In January this year, the Czech Supreme Court ruled that a physical marketplace is, from the perspective of intellectual property rights, equal to an online marketplace. It follows from the judgment that if a tenant has infringed intellectual property rights and such infringement is confirmed by a final verdict or decision, the operator of the marketplace must refrain from entering into or renewing the lease with such tenant.
In their legal action, the trademark owners (the claimants) sought an order requiring the operator of the marketplace (the defendant) to refrain from concluding or renewing sublease agreements for the use of the retail premises with entities that have infringed or jeopardised their trademark rights pursuant to final decisions of a court or administrative authority (the “first claim”).
However, the claimants went further. In addition to the first claim, they also demanded that the operator of the marketplace is required to refrain from concluding or renewing sublease agreements that do not impose an obligation on the subtenant to refrain from infringing the claimants’ industrial property rights and that do not lay down as a ground for termination by the tenant an event of infringed or jeopardised trade mark right in the point of sale used by the subtenant (“the second claim”).
The trade mark owners argued that the operator of a marketplace – meaning a real marketplace where people physically trade – is in the same position of intermediary as the operator of an electronic marketplace, whose services are used by third parties (in this case, subtenants) to infringe IP rights.

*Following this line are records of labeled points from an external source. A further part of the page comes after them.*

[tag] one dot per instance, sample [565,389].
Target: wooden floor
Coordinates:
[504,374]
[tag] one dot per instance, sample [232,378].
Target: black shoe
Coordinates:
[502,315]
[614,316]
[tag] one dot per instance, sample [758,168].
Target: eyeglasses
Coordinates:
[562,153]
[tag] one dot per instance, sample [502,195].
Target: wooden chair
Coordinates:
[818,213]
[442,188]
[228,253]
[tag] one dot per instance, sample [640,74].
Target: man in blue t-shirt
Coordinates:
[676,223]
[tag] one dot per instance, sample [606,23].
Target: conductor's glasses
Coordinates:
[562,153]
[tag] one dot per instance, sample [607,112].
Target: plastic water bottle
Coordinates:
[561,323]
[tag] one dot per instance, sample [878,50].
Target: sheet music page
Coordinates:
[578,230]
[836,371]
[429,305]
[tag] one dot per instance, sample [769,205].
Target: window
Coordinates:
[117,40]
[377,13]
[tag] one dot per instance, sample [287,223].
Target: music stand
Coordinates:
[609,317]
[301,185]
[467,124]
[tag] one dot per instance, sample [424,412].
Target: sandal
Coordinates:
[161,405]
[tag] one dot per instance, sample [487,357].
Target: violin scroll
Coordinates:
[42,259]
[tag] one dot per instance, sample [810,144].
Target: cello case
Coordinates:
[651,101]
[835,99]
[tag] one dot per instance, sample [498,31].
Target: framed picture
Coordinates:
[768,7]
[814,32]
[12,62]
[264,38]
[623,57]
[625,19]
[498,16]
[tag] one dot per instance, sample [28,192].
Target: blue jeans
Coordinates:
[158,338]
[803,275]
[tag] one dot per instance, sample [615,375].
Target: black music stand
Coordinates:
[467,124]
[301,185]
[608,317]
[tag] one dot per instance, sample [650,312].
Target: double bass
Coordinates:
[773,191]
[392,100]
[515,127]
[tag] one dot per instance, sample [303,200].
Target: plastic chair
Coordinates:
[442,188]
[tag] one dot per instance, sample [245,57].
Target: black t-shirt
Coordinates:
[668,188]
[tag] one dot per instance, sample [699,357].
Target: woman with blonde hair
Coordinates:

The Municipal Court in Prague and the Court of Appeal both found that the first claim of the trademark owners was justified and ordered the defendant to refrain from concluding or renewing sublease agreements for the use of the retail premises with entities that, according to a final decision of a court or administrative authority, had infringed or jeopardised the rights to their trademarks.
Regarding the second claim – the claimants’ request to order the operator of the marketplace to enter into contracts with specific content in the future – this part of the action was dismissed. Subsequently, the owners of the trademarks appealed to the Supreme Court of the Czech Republic, which upheld the decision of the lower courts as substantively correct and dismissed the appeal.
The good news for trademark owners is that this lawsuit brought several new landmark decisions: first, that a marketplace (whether brick-and-mortar or electronic) is still a marketplace, and second, that you can order an intermediary what to do, but you cannot order him how.